Ervin smiled and ignored the childish question.
And so they reached the reception room, a huge, arched, empty hall, in one corner of which stood a table and a few rickety wooden chairs. On the table was a pitcher of red wine and a glass.
“Thanks to the goodness of Pater Prior we are in the happy situation of being able to offer a little wine,” said Ervin. Mihály was struck by the peculiar way he spoke. No doubt he hadn’t spoken Hungarian for so many years … “Now for a drink. I’ll pour you some straight away. It’ll do you good to take something after the long walk.”
“And you?”
“Oh, I never drink. Since I joined the order … ”
“Ervin … perhaps you no longer smoke?”
“No.”
Mihály’s eyes again filled with tears. No, this was beyond imagining. He could have believed anything of Ervin — that he wore a spiked hairshirt under his clothing, that he would receive the stigmata before his death — but his not smoking!

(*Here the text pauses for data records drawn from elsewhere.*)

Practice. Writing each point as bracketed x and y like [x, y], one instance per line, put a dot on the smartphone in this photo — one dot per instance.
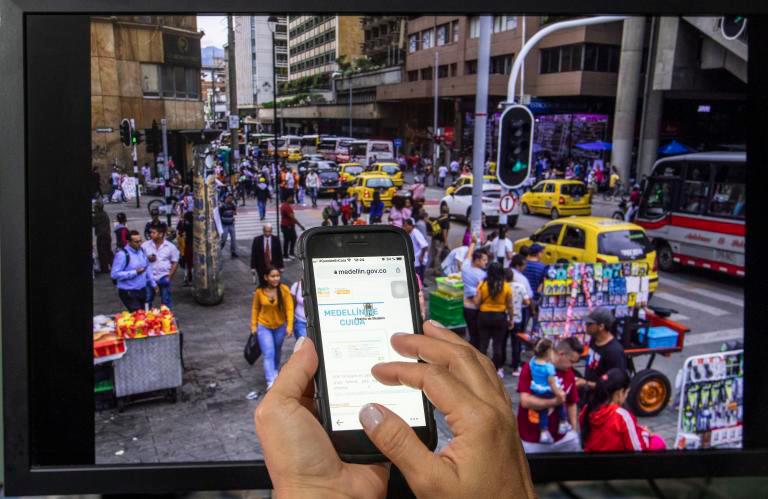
[359, 289]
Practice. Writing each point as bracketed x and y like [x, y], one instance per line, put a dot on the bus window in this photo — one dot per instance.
[729, 191]
[696, 188]
[658, 199]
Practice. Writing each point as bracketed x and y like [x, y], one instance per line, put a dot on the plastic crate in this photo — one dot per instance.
[658, 337]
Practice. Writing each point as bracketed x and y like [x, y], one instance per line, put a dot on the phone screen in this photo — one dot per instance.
[361, 303]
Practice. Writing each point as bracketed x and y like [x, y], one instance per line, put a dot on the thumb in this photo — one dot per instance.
[399, 443]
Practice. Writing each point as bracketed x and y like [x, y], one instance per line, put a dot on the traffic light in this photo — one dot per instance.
[515, 146]
[125, 132]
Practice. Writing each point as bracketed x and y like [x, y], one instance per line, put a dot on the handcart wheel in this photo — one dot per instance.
[649, 393]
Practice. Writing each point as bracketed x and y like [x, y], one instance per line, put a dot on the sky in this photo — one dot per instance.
[215, 28]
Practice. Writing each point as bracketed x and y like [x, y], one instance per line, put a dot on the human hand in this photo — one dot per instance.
[463, 384]
[297, 451]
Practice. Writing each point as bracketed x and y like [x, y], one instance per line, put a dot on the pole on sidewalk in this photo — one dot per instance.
[481, 118]
[134, 156]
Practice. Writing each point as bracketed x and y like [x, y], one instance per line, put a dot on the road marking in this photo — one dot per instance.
[708, 309]
[714, 337]
[733, 300]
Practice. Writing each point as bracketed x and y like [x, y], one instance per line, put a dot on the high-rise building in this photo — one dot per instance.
[315, 43]
[253, 59]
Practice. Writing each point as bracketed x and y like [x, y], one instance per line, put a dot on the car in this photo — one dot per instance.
[349, 171]
[467, 179]
[390, 169]
[365, 184]
[459, 204]
[556, 198]
[594, 240]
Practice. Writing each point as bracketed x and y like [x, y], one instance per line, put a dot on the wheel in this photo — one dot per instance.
[649, 393]
[666, 257]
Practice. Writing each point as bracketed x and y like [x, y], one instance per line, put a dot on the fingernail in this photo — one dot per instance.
[298, 344]
[370, 417]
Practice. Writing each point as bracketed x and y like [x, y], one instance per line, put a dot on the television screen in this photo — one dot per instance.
[608, 288]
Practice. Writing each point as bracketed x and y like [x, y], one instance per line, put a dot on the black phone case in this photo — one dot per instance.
[309, 306]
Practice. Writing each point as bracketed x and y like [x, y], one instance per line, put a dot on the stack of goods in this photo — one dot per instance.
[140, 324]
[446, 305]
[571, 290]
[712, 401]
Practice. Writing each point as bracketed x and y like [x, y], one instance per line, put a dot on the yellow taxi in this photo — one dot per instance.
[294, 153]
[467, 180]
[557, 198]
[594, 240]
[349, 171]
[390, 169]
[365, 184]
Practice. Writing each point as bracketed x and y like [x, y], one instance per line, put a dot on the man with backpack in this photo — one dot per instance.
[132, 273]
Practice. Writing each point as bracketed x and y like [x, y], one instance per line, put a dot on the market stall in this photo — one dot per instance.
[137, 353]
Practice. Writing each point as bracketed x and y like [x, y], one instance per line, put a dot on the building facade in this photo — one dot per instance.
[146, 68]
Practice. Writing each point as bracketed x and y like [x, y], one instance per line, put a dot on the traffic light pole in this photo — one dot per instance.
[134, 156]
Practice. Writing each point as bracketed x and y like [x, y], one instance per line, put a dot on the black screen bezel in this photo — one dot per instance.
[29, 224]
[358, 241]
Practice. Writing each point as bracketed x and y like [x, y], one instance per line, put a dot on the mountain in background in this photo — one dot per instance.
[212, 56]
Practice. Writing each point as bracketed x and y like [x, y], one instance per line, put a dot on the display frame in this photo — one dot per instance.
[30, 189]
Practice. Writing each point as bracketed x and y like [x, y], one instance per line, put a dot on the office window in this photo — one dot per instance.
[474, 27]
[427, 40]
[442, 35]
[150, 82]
[413, 43]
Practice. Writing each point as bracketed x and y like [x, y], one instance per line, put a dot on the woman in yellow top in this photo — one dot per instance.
[272, 319]
[494, 299]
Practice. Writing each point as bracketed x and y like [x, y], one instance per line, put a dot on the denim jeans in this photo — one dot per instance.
[271, 342]
[229, 230]
[299, 328]
[164, 283]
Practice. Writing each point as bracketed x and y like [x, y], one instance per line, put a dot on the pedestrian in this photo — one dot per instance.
[313, 186]
[377, 208]
[227, 215]
[495, 314]
[164, 257]
[607, 427]
[472, 274]
[272, 319]
[153, 222]
[501, 248]
[265, 253]
[299, 316]
[101, 228]
[262, 196]
[131, 270]
[185, 232]
[121, 231]
[567, 354]
[288, 225]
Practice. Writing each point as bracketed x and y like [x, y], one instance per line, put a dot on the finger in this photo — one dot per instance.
[295, 378]
[461, 360]
[396, 440]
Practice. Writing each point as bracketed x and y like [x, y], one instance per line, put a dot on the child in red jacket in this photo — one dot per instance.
[607, 427]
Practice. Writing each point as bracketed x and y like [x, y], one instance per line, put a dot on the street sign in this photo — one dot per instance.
[507, 203]
[515, 146]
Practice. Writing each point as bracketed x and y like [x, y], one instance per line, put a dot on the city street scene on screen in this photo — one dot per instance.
[574, 191]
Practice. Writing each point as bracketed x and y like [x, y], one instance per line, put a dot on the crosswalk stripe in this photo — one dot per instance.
[714, 337]
[733, 300]
[708, 309]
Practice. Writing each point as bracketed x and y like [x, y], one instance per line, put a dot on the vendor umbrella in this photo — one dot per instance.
[673, 148]
[595, 146]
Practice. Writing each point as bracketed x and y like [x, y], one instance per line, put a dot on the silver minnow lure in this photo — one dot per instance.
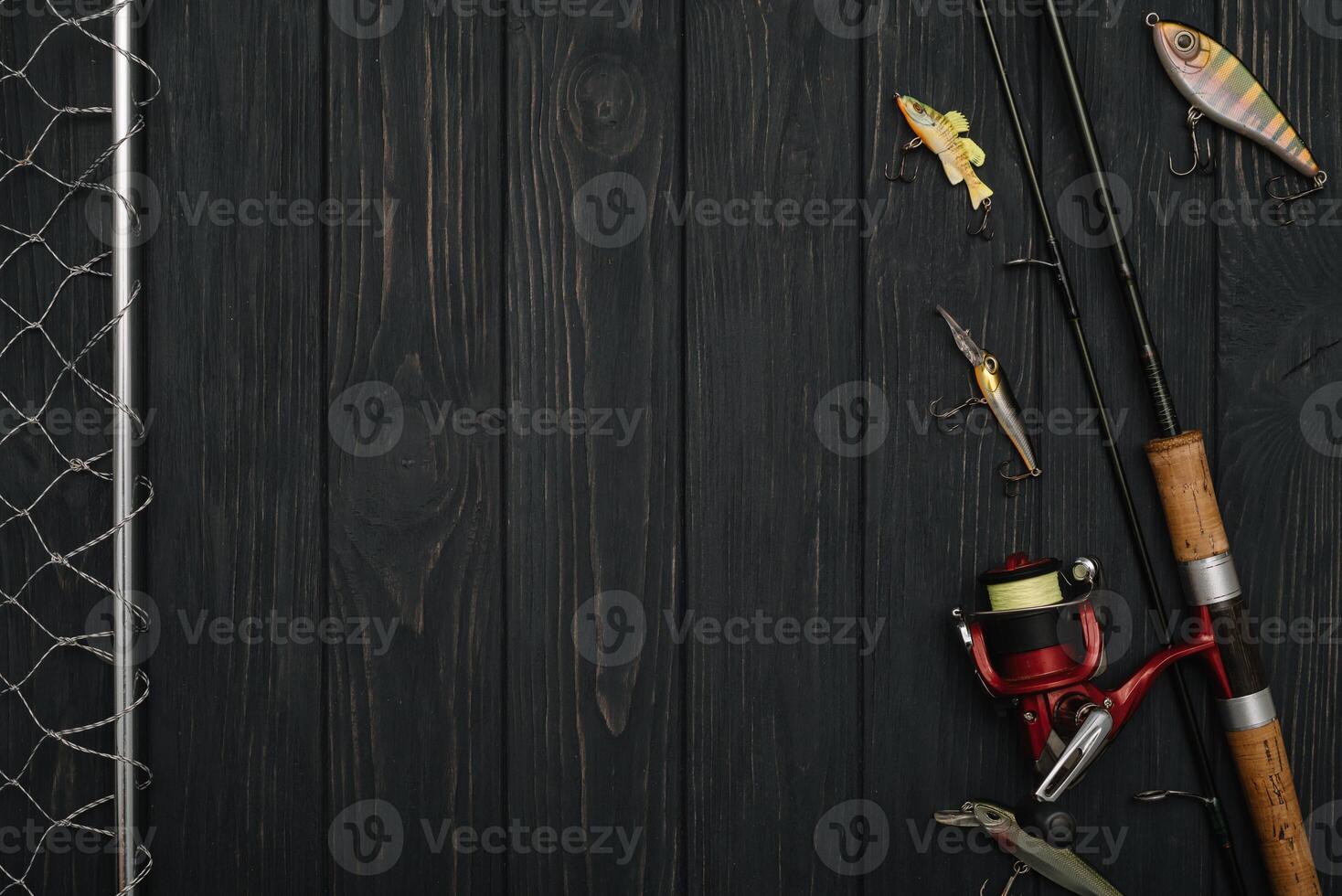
[997, 395]
[1063, 867]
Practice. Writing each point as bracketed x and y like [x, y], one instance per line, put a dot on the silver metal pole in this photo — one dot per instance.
[125, 274]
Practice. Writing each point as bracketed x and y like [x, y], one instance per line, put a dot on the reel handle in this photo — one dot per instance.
[1201, 546]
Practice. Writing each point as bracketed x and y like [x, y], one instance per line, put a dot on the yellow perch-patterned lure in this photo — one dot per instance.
[943, 134]
[1220, 86]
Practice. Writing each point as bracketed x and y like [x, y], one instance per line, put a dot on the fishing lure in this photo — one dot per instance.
[995, 392]
[943, 134]
[1221, 88]
[1063, 867]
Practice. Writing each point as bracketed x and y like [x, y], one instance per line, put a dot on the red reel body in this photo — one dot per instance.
[1066, 720]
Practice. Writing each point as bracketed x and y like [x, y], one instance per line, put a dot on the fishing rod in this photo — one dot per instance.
[1063, 282]
[1198, 536]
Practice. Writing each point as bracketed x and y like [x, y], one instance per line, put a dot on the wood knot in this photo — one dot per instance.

“We’ve rather more important things to talk about,” said Ervin, to divert attention from this sacrifice. “But have a drink, and do smoke if you want to.”
Mihály downed a glass of the red wine. There are great myths about the wines stored by monks in cobwebbed bottles for the entertainment of their rare guests. This was not one of those but an ordinary, if very clean-tasting, country wine, its bouquet wonderfully suited to the simplicity of the empty whitewashed hall.
“I don’t know if it’s any good,” said Ervin. “We don’t have a cellar of our own. We are a begging order, and you have to take that rather literally. Now, tell me your story.”